While Welcoming the Stranger focuses on our relationships with and understanding of immigrants, both books point to fear as the main obstacle hindering our developing real relationships. In the book, the authors—World Relief's Matthew Soerens and Jenny Hwang Yang—give examples of how listening to the stories of others helps clarify, connect, and erase misunderstandings we might have about them.
Even more, listening to stories has encouraged evangelical leaders to be at the forefront of immigration reform to push for a path toward legal status for undocumented immigrants. The Pray4Reform initiative is pushing us to view immigrants with biblical values of compassion, justice, and hospitality.

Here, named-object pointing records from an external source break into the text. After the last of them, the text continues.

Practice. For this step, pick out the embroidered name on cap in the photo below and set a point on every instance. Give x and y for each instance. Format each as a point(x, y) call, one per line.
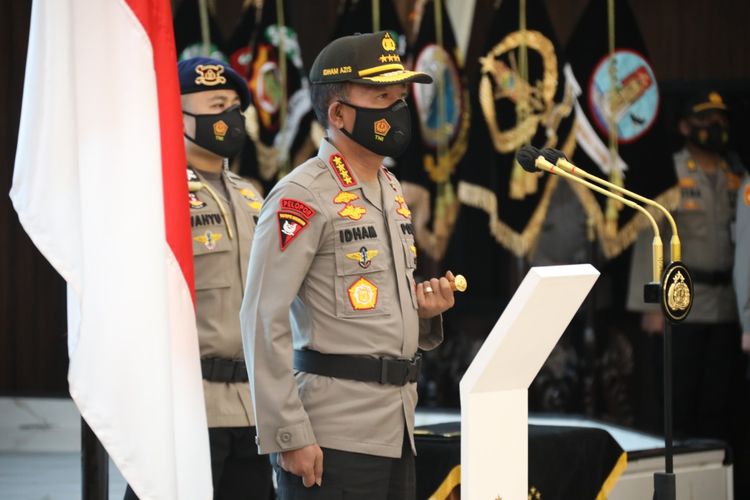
point(342, 170)
point(293, 218)
point(210, 75)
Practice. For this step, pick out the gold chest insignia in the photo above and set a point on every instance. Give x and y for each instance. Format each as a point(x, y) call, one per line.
point(363, 257)
point(349, 211)
point(363, 294)
point(208, 239)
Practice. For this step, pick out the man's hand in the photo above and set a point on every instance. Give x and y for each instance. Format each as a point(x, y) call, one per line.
point(653, 322)
point(305, 462)
point(435, 296)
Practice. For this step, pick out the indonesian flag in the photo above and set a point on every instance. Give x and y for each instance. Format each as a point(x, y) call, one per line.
point(100, 187)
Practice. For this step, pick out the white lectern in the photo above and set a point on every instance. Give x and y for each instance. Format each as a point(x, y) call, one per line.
point(494, 401)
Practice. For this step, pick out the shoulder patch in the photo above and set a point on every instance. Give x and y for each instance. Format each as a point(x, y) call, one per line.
point(293, 217)
point(342, 170)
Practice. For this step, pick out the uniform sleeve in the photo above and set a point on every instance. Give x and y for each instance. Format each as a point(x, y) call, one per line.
point(430, 332)
point(280, 258)
point(742, 256)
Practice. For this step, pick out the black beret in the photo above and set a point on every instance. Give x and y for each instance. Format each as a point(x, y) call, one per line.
point(704, 102)
point(369, 58)
point(199, 74)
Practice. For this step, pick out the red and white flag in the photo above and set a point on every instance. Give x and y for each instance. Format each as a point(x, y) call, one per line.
point(100, 187)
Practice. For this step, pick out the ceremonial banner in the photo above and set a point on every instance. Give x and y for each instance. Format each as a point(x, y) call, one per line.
point(280, 93)
point(619, 131)
point(99, 186)
point(522, 98)
point(233, 47)
point(440, 130)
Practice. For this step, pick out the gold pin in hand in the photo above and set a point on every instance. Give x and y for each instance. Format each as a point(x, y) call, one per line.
point(459, 283)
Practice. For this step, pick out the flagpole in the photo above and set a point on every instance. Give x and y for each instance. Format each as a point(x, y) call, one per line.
point(94, 466)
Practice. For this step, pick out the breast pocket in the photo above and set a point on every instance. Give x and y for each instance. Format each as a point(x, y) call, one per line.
point(361, 281)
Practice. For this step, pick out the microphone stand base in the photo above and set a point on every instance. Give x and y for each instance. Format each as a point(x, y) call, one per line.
point(665, 487)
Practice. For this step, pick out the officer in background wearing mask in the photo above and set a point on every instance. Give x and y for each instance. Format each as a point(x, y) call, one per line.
point(332, 317)
point(223, 211)
point(706, 346)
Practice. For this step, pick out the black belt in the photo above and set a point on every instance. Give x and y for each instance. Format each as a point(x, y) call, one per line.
point(391, 371)
point(712, 277)
point(223, 370)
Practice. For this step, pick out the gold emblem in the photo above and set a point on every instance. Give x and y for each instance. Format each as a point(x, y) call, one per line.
point(208, 239)
point(402, 209)
point(220, 130)
point(363, 257)
point(677, 292)
point(533, 101)
point(210, 75)
point(363, 294)
point(349, 211)
point(388, 43)
point(382, 127)
point(459, 284)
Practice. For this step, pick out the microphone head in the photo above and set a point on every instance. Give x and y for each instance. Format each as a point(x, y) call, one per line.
point(526, 157)
point(552, 155)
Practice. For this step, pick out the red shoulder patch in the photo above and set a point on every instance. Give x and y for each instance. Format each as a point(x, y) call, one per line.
point(293, 217)
point(342, 170)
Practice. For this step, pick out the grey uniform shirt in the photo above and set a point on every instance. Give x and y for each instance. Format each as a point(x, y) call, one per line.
point(221, 250)
point(705, 222)
point(332, 270)
point(742, 256)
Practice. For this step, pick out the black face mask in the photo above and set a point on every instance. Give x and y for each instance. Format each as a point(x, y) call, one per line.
point(384, 131)
point(713, 137)
point(222, 133)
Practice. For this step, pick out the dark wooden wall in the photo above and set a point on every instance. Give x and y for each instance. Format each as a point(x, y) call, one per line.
point(687, 40)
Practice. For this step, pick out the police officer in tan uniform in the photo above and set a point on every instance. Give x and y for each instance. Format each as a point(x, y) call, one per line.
point(706, 349)
point(332, 317)
point(223, 211)
point(742, 262)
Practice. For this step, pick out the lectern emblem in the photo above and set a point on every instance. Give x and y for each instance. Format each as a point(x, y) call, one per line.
point(677, 292)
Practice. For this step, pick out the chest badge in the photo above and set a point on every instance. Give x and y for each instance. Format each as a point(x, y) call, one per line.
point(349, 211)
point(208, 239)
point(402, 209)
point(195, 202)
point(363, 294)
point(293, 217)
point(363, 257)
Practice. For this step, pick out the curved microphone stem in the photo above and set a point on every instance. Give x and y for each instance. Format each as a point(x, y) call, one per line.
point(657, 245)
point(675, 247)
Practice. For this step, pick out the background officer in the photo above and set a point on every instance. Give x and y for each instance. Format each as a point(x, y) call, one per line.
point(223, 211)
point(706, 350)
point(332, 317)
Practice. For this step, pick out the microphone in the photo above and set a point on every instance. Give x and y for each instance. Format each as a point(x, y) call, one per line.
point(558, 158)
point(532, 160)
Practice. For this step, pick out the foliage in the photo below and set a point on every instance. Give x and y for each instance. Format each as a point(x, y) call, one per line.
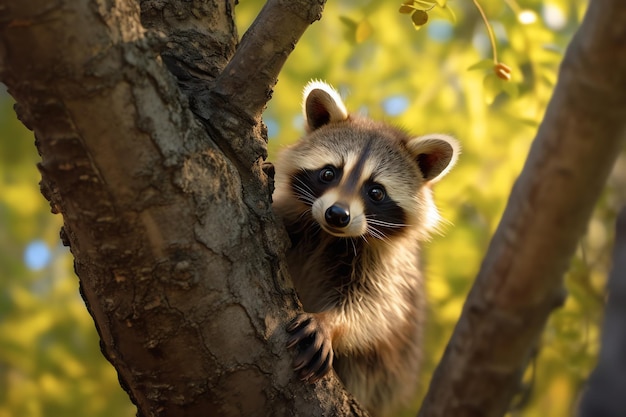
point(50, 362)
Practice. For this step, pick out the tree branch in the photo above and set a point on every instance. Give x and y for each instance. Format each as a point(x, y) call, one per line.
point(520, 281)
point(175, 245)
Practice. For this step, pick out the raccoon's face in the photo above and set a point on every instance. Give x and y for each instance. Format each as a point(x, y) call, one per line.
point(356, 177)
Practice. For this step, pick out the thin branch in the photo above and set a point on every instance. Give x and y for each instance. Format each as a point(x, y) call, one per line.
point(521, 278)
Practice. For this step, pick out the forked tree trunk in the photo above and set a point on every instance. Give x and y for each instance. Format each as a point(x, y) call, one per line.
point(167, 212)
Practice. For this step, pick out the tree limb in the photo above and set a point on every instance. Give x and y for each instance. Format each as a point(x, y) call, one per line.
point(605, 391)
point(520, 281)
point(175, 245)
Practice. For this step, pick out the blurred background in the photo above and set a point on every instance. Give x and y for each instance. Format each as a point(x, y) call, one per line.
point(50, 362)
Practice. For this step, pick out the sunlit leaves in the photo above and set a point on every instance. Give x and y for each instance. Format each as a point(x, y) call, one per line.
point(356, 31)
point(418, 9)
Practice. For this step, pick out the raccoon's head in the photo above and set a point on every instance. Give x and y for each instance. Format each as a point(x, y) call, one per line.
point(356, 177)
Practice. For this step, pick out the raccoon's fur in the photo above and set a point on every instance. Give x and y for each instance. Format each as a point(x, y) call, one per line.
point(355, 197)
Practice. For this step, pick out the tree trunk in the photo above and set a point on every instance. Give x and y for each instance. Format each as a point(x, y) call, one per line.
point(169, 220)
point(521, 277)
point(167, 211)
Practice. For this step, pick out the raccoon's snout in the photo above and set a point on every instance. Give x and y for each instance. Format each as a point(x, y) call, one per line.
point(337, 215)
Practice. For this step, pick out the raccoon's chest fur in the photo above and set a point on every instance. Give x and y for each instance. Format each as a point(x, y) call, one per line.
point(355, 196)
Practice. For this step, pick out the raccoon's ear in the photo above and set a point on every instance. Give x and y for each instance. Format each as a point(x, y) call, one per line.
point(435, 154)
point(322, 105)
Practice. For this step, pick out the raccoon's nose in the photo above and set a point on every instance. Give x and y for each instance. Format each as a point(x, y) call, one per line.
point(337, 215)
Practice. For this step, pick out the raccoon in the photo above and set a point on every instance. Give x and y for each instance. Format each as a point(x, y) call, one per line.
point(355, 197)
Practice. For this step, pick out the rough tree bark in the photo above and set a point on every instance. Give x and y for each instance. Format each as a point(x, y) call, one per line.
point(167, 211)
point(521, 279)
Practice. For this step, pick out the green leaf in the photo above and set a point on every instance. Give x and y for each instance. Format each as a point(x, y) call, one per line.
point(406, 9)
point(449, 13)
point(492, 87)
point(424, 5)
point(419, 18)
point(511, 89)
point(349, 23)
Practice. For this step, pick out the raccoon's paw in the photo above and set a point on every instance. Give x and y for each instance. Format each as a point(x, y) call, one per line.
point(315, 352)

As a storyteller and listener, this speaks to my heart deeply. In the service-learning classes I teach, both in Ohio and in Oklahoma, at Christian and secular universities, I often see my students change when they read personal narratives about a particular group we are studying, and when they get to work alongside people who are often very different than themselves. Welcoming The Stranger was particularly helpful for Christian students, because it insists that we make an informed opinion, based on Scripture, about our responsibilities to care for immigrants. The transformation of thought and heart starts when we begin to see our neighbors, classmates, and co-workers as real people, as our brothers and sisters.
Living in community means that we remember that there is one church "one Body, one Spirit, one faith, one baptism, one God and Father of all" (Eph. 4:4-6) and that "If one part suffers, every part suffers with it" (1 Cor. 12:26). When we think about social injustices and needs in our community—the neglect of children, a lonely elderly person, domestic violence, even an unfair immigration policy—loving our neighbors will lead us into advocacy, because we can no longer drive up the driveway and close our garage door, close our office door or put our earphones on; we have become a part of their lives.
Living in community offers the opportunity to truly engage in the lives of others, to care for others and to let others care for us. Living in community is not charity; while we can provide a basic need for a neighbor—both our actual neighbors and the people with whom we spend most of our time such as co-workers and classmates—we will not truly build honest relationships if we only remain on the sidelines. The Bible tells us, "Do not forget to show hospitality to strangers, for by so doing some people have shown hospitality to angels without knowing it" (Heb. 13:2) Not only are we in the position to offer respite for our neighbors in need, Scripture tells us to look at our neighbors as blessings in our own lives.
So the answer to the uncomfortable question is, yes. We have a responsibility to care for others, to learn their stories and share ours, and have meaningful conversations; in doing so, not only do we overcome fears and clear misunderstandings, we are obedient to God's Great Commandment: to love our neighbor as ourselves.
Elena Foulis teaches at The Ohio State University, loves to read and write book reviews, and is a member of Vineyard Christian Fellowship in Columbus, Ohio.